Underscoring the tension, a series of grenade blasts killed one person and wounded 88 on Thursday in the heart of Bangkok’s business district.
The risk of further violence remains high. Thousands of armed troops keep watch over Red Shirts at a city intersection. Royalist pro-government protesters often gather outside their barricade, sparking minor clashes.
Among their new demands, the Red Shirts want Abhisit to begin an independent probe into a clash that killed 25 people and wounded hundreds in a failed attempt to disperse the protesters on April 10 and for troops to withdraw from their protest site.
The demands came shortly after army chief Anupong Paochinda offered an olive leaf of his own, telling commanders there would be no crackdown on the protesters camped out in the capital because it would do more harm than good.
Tens of thousands of Red Shirts remain in a fortified encampment at a district of high-end department stores in central Bangkok, vowing to stay until parliament is dissolved.

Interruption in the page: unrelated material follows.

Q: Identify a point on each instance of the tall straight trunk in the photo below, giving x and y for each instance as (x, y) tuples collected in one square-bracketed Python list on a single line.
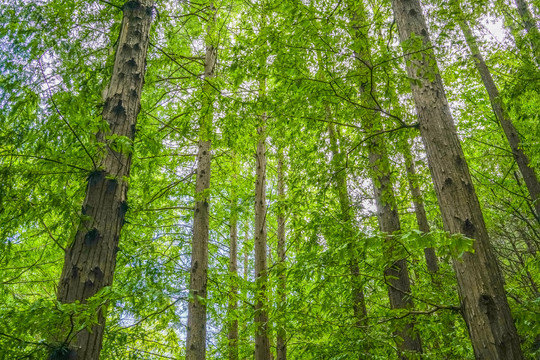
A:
[(196, 327), (233, 268), (281, 341), (262, 343), (484, 304), (348, 232), (90, 260), (419, 209), (529, 176), (396, 275), (530, 25)]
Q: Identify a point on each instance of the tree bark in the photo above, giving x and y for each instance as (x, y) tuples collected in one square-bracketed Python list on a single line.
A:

Some doubt a shorter timeline for elections would end the increasingly violent conflict on Bangkok’s streets.
A powerful backlash against the mostly rural and working-class Red Shirts is growing among Bangkok’s royalist establishment who took to the streets on Friday holding placards reading “no dissolution.”
The pro-government protesters, who call themselves “multi-colored shirts,” planned to rally again yesterday.
If Abhisit caves in, those royalists who believe the Red Shirts want to topple Thailand’s monarchy are likely to fight back with a vengeance. In 2008, they blockaded Bangkok’s international airport, stranding at least 230,000 people until a court dissolved a pro-Thaksin ruling party for electoral fraud.
The violence and deepening political divide has spurred talk of civil war in Southeast Asia’s second-biggest economy.
“The government is far from controlling the situation,” top Thai broker Kim Eng Securities said in a client note on Friday.
Analysts say the protests are radically different from any other period of unrest in Thailand’s polarizing five-year political crisis — and arguably in modern Thai history — pushing the nation close to an undeclared civil war.
Diplomats and analysts say the army’s middle ranks look dangerously split with one faction backing the protesters led by retired generals allied with Thaksin, who was ousted in a 2006 coup and later sentenced in absentia for corruption.
The Red Shirts say British-born and Oxford-educated Abhisit came to power illegitimately in December 2008, heading a coalition the military cobbled together after courts dissolved a pro-Thaksin party that led the previous government.